Curried parsnip soup
A knob of butter
1 white onion
2 packets of supermarket parsnips
2 vegetable stock cubes in 2 pints of water
2 teaspoons of mild curry powder
Salt and pepper to taste
Milk or cream (optional)
Chop the onion and sweat it in the butter in a large pan. Chop the parsnips and add, handfuls at a time, sweating them with the onions. Once the vegetables have softened add the stock and simmer for around 20 minutes. Once the soup has cooled down blend it with a hand-held mixer (or similar) and add the curry powder and seasoning to taste. The soup can be decanted into individual portion-sized containers and put in the fridge or even frozen ready to be enjoyed on a cold day!
It’s Burns Night tonight so I wanted to share a new Scottish-themed recipe with you. I love Burns Night because I absolutely love haggis! Even though we’re not a Scottish family my Mum always serves up haggis each year with a side of neeps and tatties.
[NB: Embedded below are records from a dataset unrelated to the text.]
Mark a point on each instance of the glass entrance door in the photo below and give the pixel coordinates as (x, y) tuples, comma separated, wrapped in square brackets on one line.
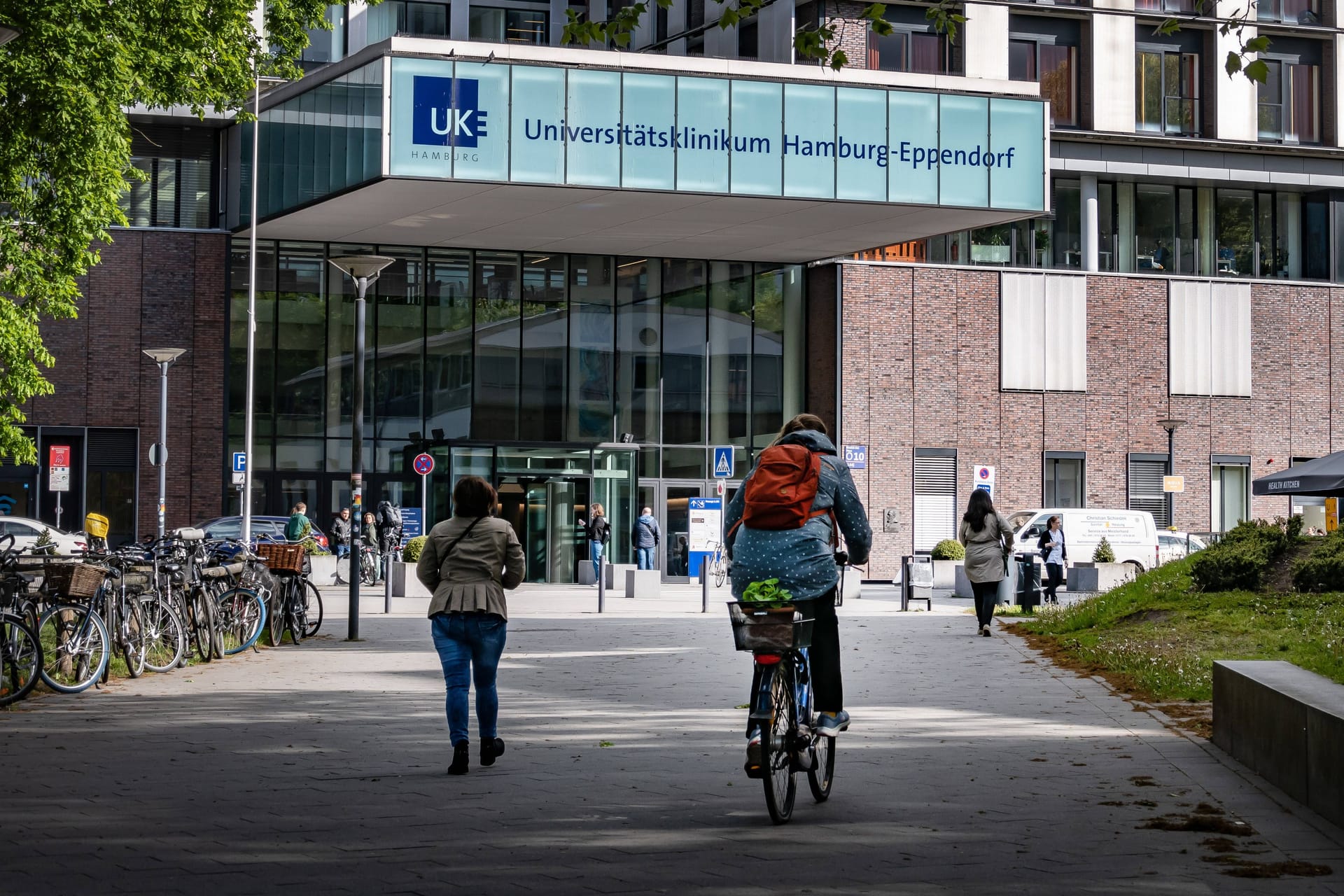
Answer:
[(673, 550), (546, 514)]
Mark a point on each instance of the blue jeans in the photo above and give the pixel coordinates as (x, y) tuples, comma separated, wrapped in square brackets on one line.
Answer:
[(470, 647), (596, 552)]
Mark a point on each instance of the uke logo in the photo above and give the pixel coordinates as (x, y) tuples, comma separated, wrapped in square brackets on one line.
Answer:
[(447, 112)]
As much as I love my mother’s Burns Night meal this year I fancied doing something slightly different and have taken my favourite Scottish ingredients – haggis, black pudding and whisky – and created this scrummy gnocchi dish. A perfect plate of comfort, I served it with green beans. It was so tasty, it had me and Lovely Livvie, a fellow food fan, going back for seconds!
Haggis, black pudding and whisky cream gnocchi
300ml double cream
A generous tea spoon of Dijon mustard
A generous glug of whisky
A packet of fresh gnocchi (or homemade gnocchi)
Haggis (available from any good butcher)
First to cook the haggis; remove the outer plastic and place into a casserole dish, cover and bake in the oven as per the instructions on the packet. Fluff out the haggis half way through baking.
Unwrap the black pudding and slice. Grill both sides of the black pudding slices for two minutes and set aside.
Heat the cream on a low heat and add the mustard and whisky. I love the flavour of whisky so I tend to add a good glug but if you’re after just a hint of whisky add a couple of tablespoons. Don’t worry, the alcohol will burn out through cooking it. Turn the heat up and simmer the sauce for a few minutes.
Stir in pieces of the cooked haggis.
Cook the gnocchi as per the instructions on the packet (if you’re feeling more adventurous you can make your own gnocchi!). Pour the sauce over the gnocchi and garnish with a couple of slices of black pudding. This is a rich dish so I suggest you enjoy with green beans, curly kale or something equally as fresh and green!